Dans cette séquence soigneusement mise en scène, Timothée Chalamet, star du film, se livre à une avalanche d’idées marketing plus absurdes les unes que les autres, face à une équipe censée représenter le service marketing du studio. Le début du call paraît presque crédible — l’acteur propose d’apparaître sur une boîte de céréales Wheaties — avant de basculer dans l'hyperbole totale : repeindre la Statue de la Liberté et la tour Eiffel en orange “pour symboliser la coopération internationale”, ou encore lancer une flotte de dirigeables lâchant des balles de ping-pong sur la foule.
Si l’humour repose évidemment sur la capacité de Chalamet à jouer son propre rôle avec autodérision, le véritable ressort comique vient du reste de l’équipe : des profils “junior” feignant l’enthousiasme professionnel tout en luttant intérieurement contre l’absurdité des propositions. Une scène qui parlera à quiconque évolue dans le marketing, la publicité ou la production, où les idées farfelues d’un leader charismatique — client ou patron — ne sont jamais totalement impossibles.
Avec ce faux leak, A24 confirme encore sa maîtrise du marketing expérientiel et du détournement de formats digitaux. Le studio avait déjà marqué les esprits avec son chatbot “catfish” sur Tinder pour Ex Machina (2015), l endorsement inattendu du Satanic Temple autour de The Witch, ou encore sa collaboration avec le New York Stock Exchange pour évaluer la “valeur” des célibataires new-yorkais dans The Materialists.

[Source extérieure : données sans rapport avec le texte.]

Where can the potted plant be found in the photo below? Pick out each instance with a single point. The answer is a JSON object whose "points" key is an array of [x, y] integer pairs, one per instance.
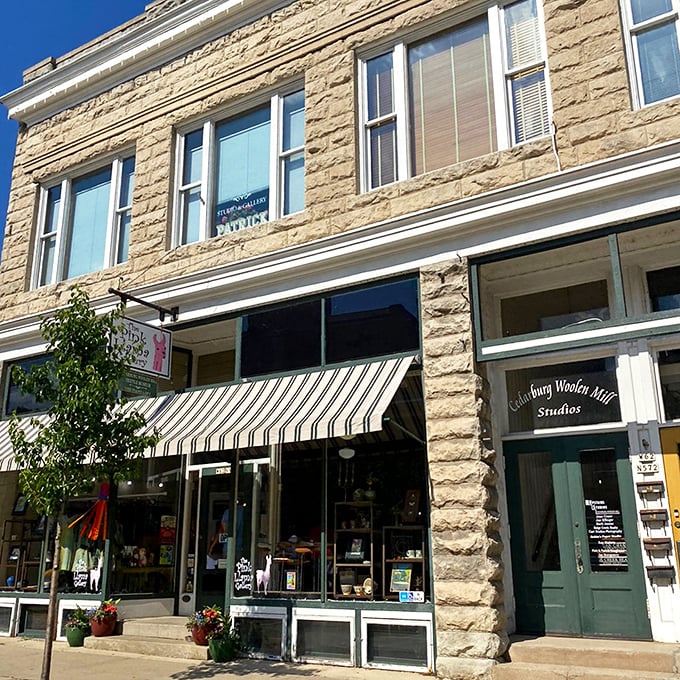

La vidéo s’inscrit aussi dans un contexte où Hollywood cherche à revitaliser l’expérience cinéma face à une fréquentation fragilisée. Dans la lignée du phénomène Barbie et de son “pink marketing” omniprésent, les campagnes se doivent désormais d’être immersives, spectaculaires, et parfaitement taillées pour les réseaux sociaux. Avec Marty Supreme, A24 montre encore qu’un bon stunt, bien senti et assumé, peut faire toute la différence.